1. Events relived. I will give you a personal example. My husband changed his hours at work while he was having the affair. Not sure if he initiated the work hour change or his job, but nevertheless he worked different hours, which helped him be with her more. He went back to his normal schedule, but then told me the job said he had to change it again. That is when the trigger started. I got a pit in my stomach because it took me back to that place when I found out of the affair. Even though we are separated, that triggered my emotions because I associated his schedule change as a ‘tell-tell’ sign of the affair.
2. Weddings/love stories/love songs – big triggers. They sometimes can remind you of the love that you and your husband had prior to the affair, or remind you of the love you no longer have.
3. Your Husband. Your husband is probably the #1 Trigger. Sometimes just looking at him can be a reminder of the affair. This is why you have to work extra hard to save your marriage, trying to rebuild trust when you are looking at the person who betrayed you every day is very difficult.
4. Other people asking you about the marriage. When friends say ‘How are you and your husband doing?’ It could remind you of the affair and trigger some emotions.
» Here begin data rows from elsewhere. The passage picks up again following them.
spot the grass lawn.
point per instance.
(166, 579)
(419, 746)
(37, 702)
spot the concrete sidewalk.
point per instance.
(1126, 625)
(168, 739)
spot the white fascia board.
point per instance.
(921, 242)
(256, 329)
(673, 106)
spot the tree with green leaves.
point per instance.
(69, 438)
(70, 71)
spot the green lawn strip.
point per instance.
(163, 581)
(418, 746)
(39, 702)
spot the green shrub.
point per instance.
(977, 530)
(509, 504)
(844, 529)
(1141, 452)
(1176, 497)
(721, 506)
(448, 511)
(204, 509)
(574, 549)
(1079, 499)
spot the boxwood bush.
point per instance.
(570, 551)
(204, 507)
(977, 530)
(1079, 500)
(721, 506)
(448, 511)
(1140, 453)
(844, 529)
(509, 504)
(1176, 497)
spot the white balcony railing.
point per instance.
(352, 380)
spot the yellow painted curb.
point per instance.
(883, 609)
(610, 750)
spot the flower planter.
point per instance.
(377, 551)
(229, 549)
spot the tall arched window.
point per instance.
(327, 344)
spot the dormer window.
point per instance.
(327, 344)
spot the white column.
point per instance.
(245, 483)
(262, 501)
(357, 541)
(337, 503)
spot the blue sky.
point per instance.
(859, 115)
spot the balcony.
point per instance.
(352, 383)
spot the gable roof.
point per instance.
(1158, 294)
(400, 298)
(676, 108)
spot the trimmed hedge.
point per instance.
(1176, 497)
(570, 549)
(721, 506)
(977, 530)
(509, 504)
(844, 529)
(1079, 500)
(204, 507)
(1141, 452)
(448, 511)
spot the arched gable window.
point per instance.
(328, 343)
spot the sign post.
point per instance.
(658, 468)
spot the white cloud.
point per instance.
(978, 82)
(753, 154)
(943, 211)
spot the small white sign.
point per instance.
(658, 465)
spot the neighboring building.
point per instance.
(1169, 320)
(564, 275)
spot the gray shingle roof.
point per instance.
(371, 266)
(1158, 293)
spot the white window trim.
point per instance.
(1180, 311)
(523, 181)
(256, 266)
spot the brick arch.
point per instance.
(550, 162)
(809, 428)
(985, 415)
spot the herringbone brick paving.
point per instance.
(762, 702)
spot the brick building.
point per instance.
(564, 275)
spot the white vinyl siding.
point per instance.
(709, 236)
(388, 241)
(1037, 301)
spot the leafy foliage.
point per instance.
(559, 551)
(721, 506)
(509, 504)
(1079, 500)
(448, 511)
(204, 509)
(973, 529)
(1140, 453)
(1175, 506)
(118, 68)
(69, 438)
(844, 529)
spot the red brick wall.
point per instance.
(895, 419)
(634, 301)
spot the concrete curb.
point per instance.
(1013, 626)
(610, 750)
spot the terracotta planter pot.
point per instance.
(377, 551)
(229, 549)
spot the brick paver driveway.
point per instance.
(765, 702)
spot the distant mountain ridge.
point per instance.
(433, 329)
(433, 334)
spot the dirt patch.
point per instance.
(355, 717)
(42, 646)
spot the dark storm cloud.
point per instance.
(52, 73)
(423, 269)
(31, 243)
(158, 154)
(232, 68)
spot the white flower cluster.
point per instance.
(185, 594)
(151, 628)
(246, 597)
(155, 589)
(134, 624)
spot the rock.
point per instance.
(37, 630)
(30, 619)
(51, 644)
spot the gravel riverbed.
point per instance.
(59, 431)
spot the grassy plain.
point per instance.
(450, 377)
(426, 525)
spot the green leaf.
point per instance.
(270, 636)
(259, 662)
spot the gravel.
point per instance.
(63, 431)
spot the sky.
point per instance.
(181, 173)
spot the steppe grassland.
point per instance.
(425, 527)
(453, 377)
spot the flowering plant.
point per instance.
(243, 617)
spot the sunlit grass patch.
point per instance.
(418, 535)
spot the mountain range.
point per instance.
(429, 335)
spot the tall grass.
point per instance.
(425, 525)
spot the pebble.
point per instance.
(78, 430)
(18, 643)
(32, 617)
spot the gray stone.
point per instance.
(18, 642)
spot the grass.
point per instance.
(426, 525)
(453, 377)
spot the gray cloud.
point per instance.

5. Kids (if you have them). Sometimes, kids say things that just break your heart. They might (or might not) know that your husband cheated, but they might say something like ‘I really love our family and spending time together’. That could cause you to think about the future and the thought of not being a unified family anymore, which produces an emotional trigger.
After the affair, triggers will happen from time to time. Understand and recognize them, that is half the battle. Don’t let them take over your day or your life. Give yourself a set amount of time to feel it, and then release it (or at least try!).